Defensive distillation

Last Updated : 23 Jul, 2025

Defensive distillation is a technique aimed at improving the robustness of deep neural networks against adversarial attacks. It involves training a more robust network by transferring knowledge from a larger and more complex model known as teacher model to a smaller and simpler model known as student model.

Working of defensive distillation

Defensive distillation involves two main stages:

  1. Training the teacher model
  2. Training the student model
Defensive-distillation
Working of defensive distillation

1. Training the Teacher model

  • Teacher model is a model which is trained on the original dataset which is used to make predictions and produce soft labels.
  • The first step is to train a teacher neural network on the original dataset using standard training procedures.
  • After training the teacher model's class probabilities contain more information than the hard labels which are used as soft targets for the next step.

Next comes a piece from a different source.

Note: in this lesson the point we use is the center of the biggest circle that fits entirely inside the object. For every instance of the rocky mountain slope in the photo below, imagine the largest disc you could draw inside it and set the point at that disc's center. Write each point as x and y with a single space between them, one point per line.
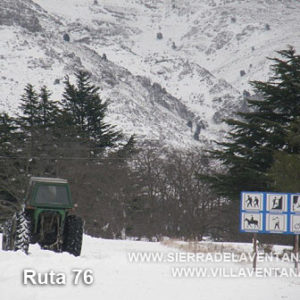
171 69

2. Training the Student model 

  • A student model is a model which can have the same or a different architecture as the teacher model.
  • Student model is then trained using the soft targets obtained from the teacher model.
  • The student model learns to generate better outputs by mimicking the teacher model's output distribution which includes the confidence levels for each class.

Advantages

  1. Improved robustness: When the student model learns from soft outputs it understands patterns more smoothly which makes the model less sensitive to tiny changes in input which helps protect it from being fooled by adversarial attacks.
  2. Transfer of knowledge: Defensive distillation helps pass on the learning from a large complex model to a smaller and simpler one which is useful when you need to run models on devices like phones.
  3. Model compression: The student model is usually smaller and faster than the teacher model. It can still give good accuracy but with lower memory use and faster predictions which is great for real time applications.

Disadvantages

  1. Extra computation: Defensive distillation involves training two models firstly the teacher and then the student which takes more time and computing power.
  2. Needs careful tuning: There are settings like the temperature value which controls how soft or smooth the outputs are during training. To get these values right is necessary but it can take time and a lot of trial and error.
  3. Not foolproof: Defensive distillation can help protect against adversarial attacks but it’s not a complete solution as if attackers know how the defence works they can create new attacks that can still fool the model.